Я съела всю лапшу без остатка, не переставая плакать.
* * *
Алан (3)
9 июня 1949 года сэр Джеффри Джефферсон, знаменитый нейрохирург, произнес речь под названием «Разум механического человека», в которой высказался о мыслящих машинах следующим образом: «Пока машина не напишет сонет или не сочинит концерт под воздействием своих мыслей и испытанных чувств, а не благодаря случайному совпадению символов, только тогда мы согласимся с тем, что машина равна мозгу, – то есть она должна не только написать, но и знать, что именно она это написала. Ни один механизм не может чувствовать (а не просто подать сигнал, что достаточно легко) удовольствие от своих успехов, горевать, когда его электронные лампы плавятся, чувствовать тепло внутри от лести, тосковать из-за совершенных ошибок, поддаваться на сексуальные чары, злиться или печалиться, когда он не может получить желаемое».

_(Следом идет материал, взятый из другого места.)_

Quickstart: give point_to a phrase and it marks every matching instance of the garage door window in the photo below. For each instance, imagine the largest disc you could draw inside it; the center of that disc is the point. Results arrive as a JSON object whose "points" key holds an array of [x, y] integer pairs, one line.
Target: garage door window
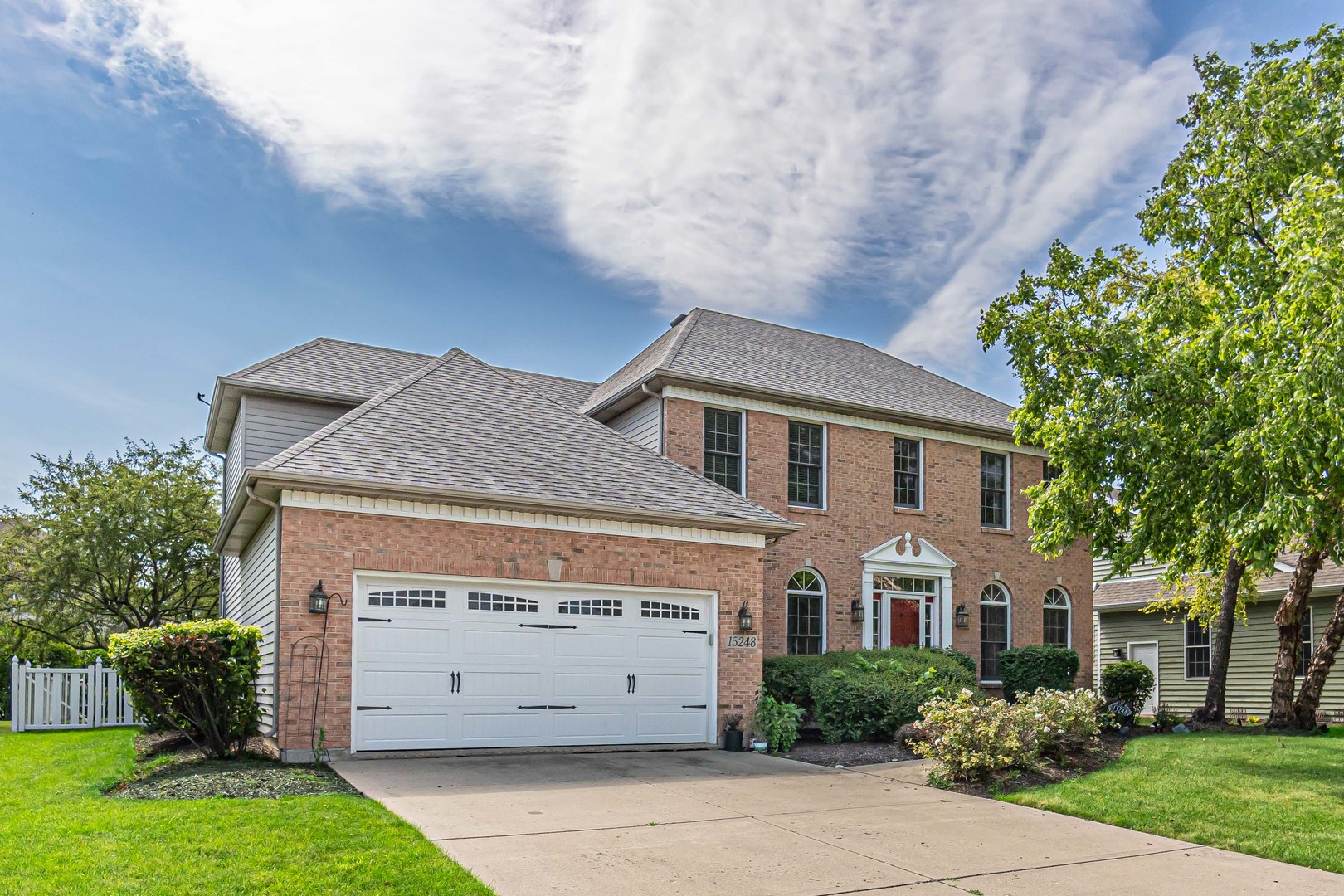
{"points": [[593, 607], [660, 610], [499, 602], [424, 598]]}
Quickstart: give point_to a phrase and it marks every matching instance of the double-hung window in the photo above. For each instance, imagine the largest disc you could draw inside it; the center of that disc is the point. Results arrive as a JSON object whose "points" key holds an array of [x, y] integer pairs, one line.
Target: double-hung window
{"points": [[806, 464], [1196, 650], [993, 490], [906, 466], [723, 448]]}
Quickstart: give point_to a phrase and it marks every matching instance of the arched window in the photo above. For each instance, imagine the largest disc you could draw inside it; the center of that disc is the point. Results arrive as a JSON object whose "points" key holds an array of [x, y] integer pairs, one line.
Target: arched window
{"points": [[806, 613], [995, 629], [1057, 620]]}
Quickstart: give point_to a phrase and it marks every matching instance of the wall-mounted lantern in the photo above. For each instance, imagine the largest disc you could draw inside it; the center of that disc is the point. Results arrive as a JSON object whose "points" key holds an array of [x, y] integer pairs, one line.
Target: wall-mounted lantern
{"points": [[318, 599], [745, 618]]}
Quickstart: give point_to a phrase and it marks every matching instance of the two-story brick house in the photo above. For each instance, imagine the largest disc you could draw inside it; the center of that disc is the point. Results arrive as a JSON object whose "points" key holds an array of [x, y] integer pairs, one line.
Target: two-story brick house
{"points": [[515, 559]]}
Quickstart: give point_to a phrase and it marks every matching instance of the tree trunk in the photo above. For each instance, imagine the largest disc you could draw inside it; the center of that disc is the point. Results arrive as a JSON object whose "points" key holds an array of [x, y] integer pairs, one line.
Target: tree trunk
{"points": [[1309, 699], [1220, 646], [1289, 621]]}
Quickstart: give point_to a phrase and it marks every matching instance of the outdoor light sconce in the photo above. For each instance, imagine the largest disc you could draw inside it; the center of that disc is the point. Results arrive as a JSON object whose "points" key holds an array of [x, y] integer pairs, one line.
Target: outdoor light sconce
{"points": [[318, 599], [745, 618], [962, 617]]}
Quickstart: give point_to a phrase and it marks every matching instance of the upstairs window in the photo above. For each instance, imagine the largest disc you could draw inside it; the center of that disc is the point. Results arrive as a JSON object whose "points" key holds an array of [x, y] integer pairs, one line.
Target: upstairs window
{"points": [[806, 464], [1196, 650], [806, 613], [906, 464], [993, 490], [723, 448], [995, 629], [1055, 627]]}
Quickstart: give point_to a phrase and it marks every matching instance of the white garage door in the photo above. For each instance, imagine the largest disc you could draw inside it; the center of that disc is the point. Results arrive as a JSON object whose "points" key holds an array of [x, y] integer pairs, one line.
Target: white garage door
{"points": [[500, 664]]}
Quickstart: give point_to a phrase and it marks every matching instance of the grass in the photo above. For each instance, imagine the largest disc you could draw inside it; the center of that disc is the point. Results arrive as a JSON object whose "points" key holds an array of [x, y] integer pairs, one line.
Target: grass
{"points": [[1261, 794], [62, 835]]}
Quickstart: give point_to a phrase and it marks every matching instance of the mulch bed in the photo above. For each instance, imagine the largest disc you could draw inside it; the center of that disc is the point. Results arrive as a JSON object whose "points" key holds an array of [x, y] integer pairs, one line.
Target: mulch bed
{"points": [[845, 755], [1082, 763], [188, 776]]}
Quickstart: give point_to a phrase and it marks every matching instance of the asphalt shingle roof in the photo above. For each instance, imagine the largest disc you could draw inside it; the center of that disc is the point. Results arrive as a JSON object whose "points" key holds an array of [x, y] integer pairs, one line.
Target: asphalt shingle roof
{"points": [[713, 345], [459, 425], [353, 370]]}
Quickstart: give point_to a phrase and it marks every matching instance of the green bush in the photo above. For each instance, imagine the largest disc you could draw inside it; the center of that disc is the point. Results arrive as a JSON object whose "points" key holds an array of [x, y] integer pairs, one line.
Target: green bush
{"points": [[795, 677], [195, 677], [1027, 670], [1125, 688], [777, 722]]}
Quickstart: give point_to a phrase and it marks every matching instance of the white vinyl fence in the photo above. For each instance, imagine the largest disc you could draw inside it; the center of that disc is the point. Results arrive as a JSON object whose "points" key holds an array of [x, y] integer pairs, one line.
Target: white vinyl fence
{"points": [[58, 699]]}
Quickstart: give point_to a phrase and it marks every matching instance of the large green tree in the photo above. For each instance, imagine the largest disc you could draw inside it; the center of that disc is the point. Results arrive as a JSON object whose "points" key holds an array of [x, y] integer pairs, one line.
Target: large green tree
{"points": [[114, 544]]}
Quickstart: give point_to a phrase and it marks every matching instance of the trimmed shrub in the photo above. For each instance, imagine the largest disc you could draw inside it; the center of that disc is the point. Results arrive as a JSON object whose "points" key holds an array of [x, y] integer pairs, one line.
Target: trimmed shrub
{"points": [[795, 677], [1060, 720], [195, 677], [1125, 688], [871, 700], [777, 722], [971, 738], [1029, 670]]}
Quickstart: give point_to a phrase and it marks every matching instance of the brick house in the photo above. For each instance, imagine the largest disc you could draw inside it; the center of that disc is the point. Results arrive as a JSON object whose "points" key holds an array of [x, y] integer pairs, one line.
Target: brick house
{"points": [[515, 559]]}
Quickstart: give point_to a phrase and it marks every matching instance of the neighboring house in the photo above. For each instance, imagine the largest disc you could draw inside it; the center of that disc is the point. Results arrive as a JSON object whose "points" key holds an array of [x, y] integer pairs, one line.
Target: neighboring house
{"points": [[1177, 649], [531, 561]]}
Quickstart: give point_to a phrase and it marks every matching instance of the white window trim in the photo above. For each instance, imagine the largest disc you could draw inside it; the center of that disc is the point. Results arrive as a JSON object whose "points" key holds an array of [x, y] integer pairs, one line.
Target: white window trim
{"points": [[1069, 609], [919, 504], [1308, 641], [996, 603], [825, 472], [1185, 655], [789, 592], [743, 442], [1007, 455]]}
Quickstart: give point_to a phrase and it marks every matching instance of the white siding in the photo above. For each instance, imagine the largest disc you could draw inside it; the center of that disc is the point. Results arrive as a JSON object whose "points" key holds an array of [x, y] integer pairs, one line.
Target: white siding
{"points": [[254, 603], [641, 423], [272, 425]]}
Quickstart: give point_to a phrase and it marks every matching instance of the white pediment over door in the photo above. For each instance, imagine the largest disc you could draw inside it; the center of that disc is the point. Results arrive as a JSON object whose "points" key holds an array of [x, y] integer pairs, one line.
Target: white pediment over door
{"points": [[901, 553]]}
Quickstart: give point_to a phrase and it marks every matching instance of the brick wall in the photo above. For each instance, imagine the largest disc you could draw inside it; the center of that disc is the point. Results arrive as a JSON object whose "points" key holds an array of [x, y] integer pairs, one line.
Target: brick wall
{"points": [[860, 516], [331, 546]]}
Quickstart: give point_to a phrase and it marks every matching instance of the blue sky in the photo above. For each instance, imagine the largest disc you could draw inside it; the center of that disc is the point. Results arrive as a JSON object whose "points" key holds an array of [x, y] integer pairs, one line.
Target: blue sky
{"points": [[173, 208]]}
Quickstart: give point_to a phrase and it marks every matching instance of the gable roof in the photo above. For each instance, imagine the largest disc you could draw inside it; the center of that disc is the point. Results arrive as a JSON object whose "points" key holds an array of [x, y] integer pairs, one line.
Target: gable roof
{"points": [[717, 348], [1136, 592], [463, 430]]}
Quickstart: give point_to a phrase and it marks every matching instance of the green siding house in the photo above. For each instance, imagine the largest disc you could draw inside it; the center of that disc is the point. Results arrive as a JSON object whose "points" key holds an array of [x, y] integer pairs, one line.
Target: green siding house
{"points": [[1177, 649]]}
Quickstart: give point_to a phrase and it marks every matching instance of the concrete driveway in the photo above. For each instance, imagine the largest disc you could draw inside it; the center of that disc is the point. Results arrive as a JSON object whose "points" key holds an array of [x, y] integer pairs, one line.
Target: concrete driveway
{"points": [[739, 824]]}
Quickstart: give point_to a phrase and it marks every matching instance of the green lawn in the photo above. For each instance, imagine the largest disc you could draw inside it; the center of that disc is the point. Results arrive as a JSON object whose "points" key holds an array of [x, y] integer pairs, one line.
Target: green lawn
{"points": [[1262, 794], [62, 835]]}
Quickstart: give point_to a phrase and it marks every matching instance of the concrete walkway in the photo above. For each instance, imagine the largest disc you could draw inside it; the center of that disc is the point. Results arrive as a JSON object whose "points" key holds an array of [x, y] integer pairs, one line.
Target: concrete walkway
{"points": [[714, 822]]}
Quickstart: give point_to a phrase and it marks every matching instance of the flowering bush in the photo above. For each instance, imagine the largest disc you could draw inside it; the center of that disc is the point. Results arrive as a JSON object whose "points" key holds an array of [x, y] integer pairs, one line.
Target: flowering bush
{"points": [[1062, 720], [971, 738]]}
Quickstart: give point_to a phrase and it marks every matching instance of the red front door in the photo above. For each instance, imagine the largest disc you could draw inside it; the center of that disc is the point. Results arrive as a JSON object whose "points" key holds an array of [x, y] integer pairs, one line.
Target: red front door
{"points": [[905, 624]]}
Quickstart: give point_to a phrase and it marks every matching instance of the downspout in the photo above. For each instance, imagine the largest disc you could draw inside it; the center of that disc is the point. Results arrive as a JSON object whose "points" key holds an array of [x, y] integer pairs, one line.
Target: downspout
{"points": [[279, 548], [644, 387]]}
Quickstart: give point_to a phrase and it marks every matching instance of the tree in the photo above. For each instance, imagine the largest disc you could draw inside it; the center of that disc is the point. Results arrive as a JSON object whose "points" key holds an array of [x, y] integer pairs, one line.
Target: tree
{"points": [[1233, 203], [110, 546]]}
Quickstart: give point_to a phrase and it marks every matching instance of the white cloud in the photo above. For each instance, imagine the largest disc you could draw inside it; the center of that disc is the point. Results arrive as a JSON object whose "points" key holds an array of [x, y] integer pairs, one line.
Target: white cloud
{"points": [[735, 155]]}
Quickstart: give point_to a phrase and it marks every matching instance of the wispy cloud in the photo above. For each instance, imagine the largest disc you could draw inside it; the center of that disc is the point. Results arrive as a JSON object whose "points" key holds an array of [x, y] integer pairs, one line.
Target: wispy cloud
{"points": [[741, 155]]}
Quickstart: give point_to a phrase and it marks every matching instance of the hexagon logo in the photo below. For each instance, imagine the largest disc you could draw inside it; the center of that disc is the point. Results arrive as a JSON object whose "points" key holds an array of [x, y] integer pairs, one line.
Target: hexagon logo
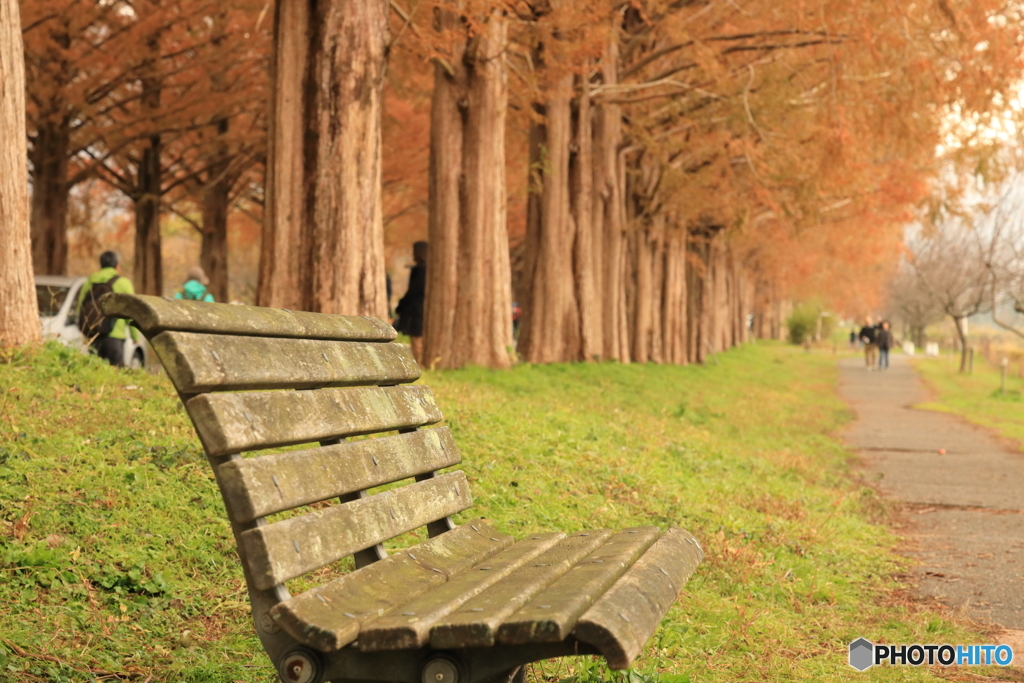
{"points": [[861, 654]]}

Это высказывание часто цитировали, и шекспировский сонет стал символом, самым ярким драгоценным камнем в короне человеческого разума, вершиной духа, недостижимой для простых машин.
Репортер «Таймса» попросил Тьюринга прокомментировать эту речь. Тьюринг, как обычно, ответил не таясь: «Вряд ли сонеты вообще могут служить критерием. Однако это не вполне справедливое сравнение, ведь сонет, написанный одной машиной, лучше всего способна оценить другая машина».
Тьюринг всегда считал, что машины не обязательно должны думать точно так же, как и люди, ведь и сами люди мыслят по-разному. Есть люди слепые с детства; есть люди, которые могут говорить, но не умеют читать и писать; есть те, кто не способен читать выражения лиц; есть люди, которые до самой смерти не могут понять, что значит любить другого человека; но все они заслуживают уважения и понимания. Нет смысла искать изъяны в машинах, исходя из предположения о превосходстве людей. Более важно было прояснить с помощью имитационной игры, как люди выполняют сложные когнитивные задачи.
В пьесе Шоу «Назад к Мафусаилу» Пигмалион, ученый из 31920 года н. э., создал двух роботов, которые поразили всех.
ЭКРАЗИЯ: Он может создать что-нибудь оригинальное?
ПИГМАЛИОН: Нет. Но, с другой стороны, я не считаю, что кто-либо из нас на это способен, пусть Мартелл и утверждает обратное.
АЦИС: А на вопрос он ответить может?
ПИГМАЛИОН: О да. Вопрос – это стимул, знаете ли. Спросите у него что-нибудь.